The exhaust system was also reworked, getting rid of the crossover exhausts from the last generation models which heated up the interior quite a lot, since they were going right under the seats. This was done to improve the exhaust note as the first generation was criticised for its lack of a brutal exhaust tone. This new generation not only gave it the right tones with a whole new exhaust system, but it also got rid of the crossover exhausts, reducing heat in the cockpit. The SRT-10 ZB II was the peak back then, and to demonstrate it, the ACR model returned and blasted the competition with a Nürburgring lap time of 7:22.1. However, it just wasn’t enough.

Still the most extreme Viper: ACR-X.

To the Extreme: Viper SRT-10 ACR-X

As CEO Ralph Gilles stated that the production of ZB II Viper would cease in Summer 2010, the ACR was apparently not enough for the Dodge engineers. They knew damn well that they could do better and turn it even more extreme. This is why they introduced an even madder ACR, called the ACR-X in July 2010 as a final send off.

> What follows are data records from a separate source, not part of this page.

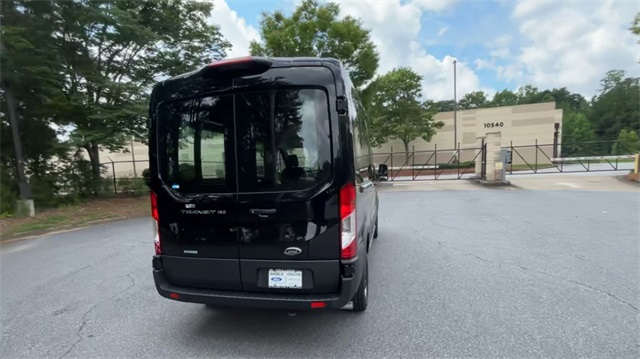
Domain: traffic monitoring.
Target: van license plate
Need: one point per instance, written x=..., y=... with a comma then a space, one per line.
x=285, y=278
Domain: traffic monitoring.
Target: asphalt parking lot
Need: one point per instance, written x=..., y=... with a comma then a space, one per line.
x=456, y=272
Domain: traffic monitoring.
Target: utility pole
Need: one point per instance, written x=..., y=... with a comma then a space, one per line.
x=12, y=112
x=455, y=107
x=133, y=157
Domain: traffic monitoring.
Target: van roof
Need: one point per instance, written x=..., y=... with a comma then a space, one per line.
x=275, y=63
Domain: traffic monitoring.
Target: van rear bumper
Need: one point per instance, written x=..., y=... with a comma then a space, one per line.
x=348, y=287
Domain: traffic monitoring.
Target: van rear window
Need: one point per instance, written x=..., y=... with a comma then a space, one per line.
x=249, y=142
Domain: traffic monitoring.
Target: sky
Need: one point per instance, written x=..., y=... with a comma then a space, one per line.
x=498, y=44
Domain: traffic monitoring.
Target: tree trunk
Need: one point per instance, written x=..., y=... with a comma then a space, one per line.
x=12, y=110
x=94, y=157
x=406, y=151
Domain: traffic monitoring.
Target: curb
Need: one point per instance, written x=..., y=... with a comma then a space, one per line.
x=63, y=229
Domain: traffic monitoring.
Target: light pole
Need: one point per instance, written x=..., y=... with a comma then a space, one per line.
x=455, y=107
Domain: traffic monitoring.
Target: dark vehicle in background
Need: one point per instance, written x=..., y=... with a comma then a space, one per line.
x=262, y=185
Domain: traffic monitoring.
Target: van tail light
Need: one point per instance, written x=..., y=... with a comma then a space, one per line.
x=348, y=241
x=156, y=231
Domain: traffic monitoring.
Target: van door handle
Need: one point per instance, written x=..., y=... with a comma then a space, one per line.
x=263, y=212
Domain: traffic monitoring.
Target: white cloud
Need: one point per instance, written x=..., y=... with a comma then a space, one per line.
x=435, y=5
x=572, y=44
x=395, y=28
x=234, y=28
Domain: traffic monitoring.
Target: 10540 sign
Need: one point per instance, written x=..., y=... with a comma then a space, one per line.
x=493, y=124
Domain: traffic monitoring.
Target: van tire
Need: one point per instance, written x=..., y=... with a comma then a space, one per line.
x=375, y=232
x=361, y=298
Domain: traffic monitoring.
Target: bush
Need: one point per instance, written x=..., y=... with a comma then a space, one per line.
x=8, y=198
x=132, y=186
x=447, y=166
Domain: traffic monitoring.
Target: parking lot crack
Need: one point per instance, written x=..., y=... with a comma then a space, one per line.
x=86, y=314
x=580, y=284
x=544, y=273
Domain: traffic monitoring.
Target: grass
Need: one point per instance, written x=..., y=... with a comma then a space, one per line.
x=73, y=216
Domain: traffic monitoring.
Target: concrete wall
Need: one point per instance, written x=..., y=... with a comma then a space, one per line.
x=523, y=124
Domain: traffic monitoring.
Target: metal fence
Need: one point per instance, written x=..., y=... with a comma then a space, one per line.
x=444, y=164
x=590, y=156
x=126, y=177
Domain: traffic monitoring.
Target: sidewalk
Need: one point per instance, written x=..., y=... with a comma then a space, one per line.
x=549, y=182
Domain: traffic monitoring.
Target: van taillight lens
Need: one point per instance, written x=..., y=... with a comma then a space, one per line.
x=348, y=241
x=154, y=214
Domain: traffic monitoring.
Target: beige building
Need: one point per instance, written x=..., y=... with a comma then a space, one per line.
x=522, y=125
x=519, y=125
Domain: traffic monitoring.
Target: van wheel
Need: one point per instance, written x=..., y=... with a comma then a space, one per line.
x=375, y=232
x=361, y=298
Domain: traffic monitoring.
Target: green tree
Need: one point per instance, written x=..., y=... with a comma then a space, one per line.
x=396, y=110
x=577, y=136
x=315, y=30
x=472, y=100
x=627, y=143
x=504, y=98
x=113, y=51
x=31, y=79
x=616, y=106
x=635, y=26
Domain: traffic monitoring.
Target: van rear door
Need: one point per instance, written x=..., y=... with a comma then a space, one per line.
x=196, y=158
x=288, y=218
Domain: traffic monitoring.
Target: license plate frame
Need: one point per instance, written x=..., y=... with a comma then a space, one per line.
x=284, y=279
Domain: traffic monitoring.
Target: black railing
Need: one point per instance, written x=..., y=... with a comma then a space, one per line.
x=590, y=156
x=431, y=164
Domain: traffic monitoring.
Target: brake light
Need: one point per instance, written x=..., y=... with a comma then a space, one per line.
x=240, y=66
x=318, y=305
x=237, y=60
x=156, y=231
x=348, y=241
x=154, y=206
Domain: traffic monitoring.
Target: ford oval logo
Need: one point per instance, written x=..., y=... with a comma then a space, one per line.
x=292, y=251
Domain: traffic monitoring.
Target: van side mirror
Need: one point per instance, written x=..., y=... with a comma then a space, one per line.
x=383, y=172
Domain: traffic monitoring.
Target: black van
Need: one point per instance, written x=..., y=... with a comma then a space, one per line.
x=262, y=185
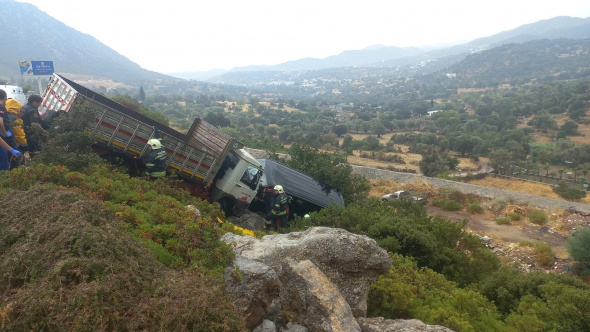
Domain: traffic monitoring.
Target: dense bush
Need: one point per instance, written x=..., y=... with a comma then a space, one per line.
x=67, y=263
x=566, y=192
x=153, y=210
x=407, y=291
x=579, y=248
x=539, y=301
x=405, y=228
x=330, y=169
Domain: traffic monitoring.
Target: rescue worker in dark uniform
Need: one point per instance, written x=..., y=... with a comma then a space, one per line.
x=280, y=209
x=268, y=197
x=155, y=162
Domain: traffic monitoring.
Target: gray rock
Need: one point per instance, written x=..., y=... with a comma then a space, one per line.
x=352, y=262
x=253, y=287
x=294, y=328
x=379, y=324
x=310, y=299
x=266, y=326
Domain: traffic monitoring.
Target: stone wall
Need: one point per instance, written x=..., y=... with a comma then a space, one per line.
x=380, y=174
x=537, y=201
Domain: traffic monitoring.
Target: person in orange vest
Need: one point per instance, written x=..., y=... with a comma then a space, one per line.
x=13, y=107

They focused on extreme aero rather than pure speed on this non-legal beast, which made it one of the best track cars in the world, one that could rival Ferrari’s masterpiece FXX. The sheer commitment for the fastest lap time was achieved with a weight reduction that resulted in just 1447 kg (3190 lbs) of weight, which was only 90 kg more than a Golf GTI, and the 8.4L V10 could now produce 640 HP and 791 nm of power. A big splitter and a set of canards, coupled with the ACR spoiler gave it the perfect downforce for extreme track experience. The 6-speed manual was also even better, had a shorter gears for better acceleration, but this doesn’t mean they outright sacrificed top speed, as it could still reach 298 mph (185 mph). Piece de resistance? it could reach 60 mph in just 3.2 seconds, a time that not even the newer generation Viper ACR models could reach (they reach to 60 in 3.4 seconds). Only 25 were built, and all were sold out the moment it went out the production line.

There you have it folks, the car of the week was this glorious American masterpiece, the ZB I and ZB II Viper SRT-10. Let us not lament that Viper is no more, but smile because it happened and still exists, some are even on sale, so get your pockets deeper and get some!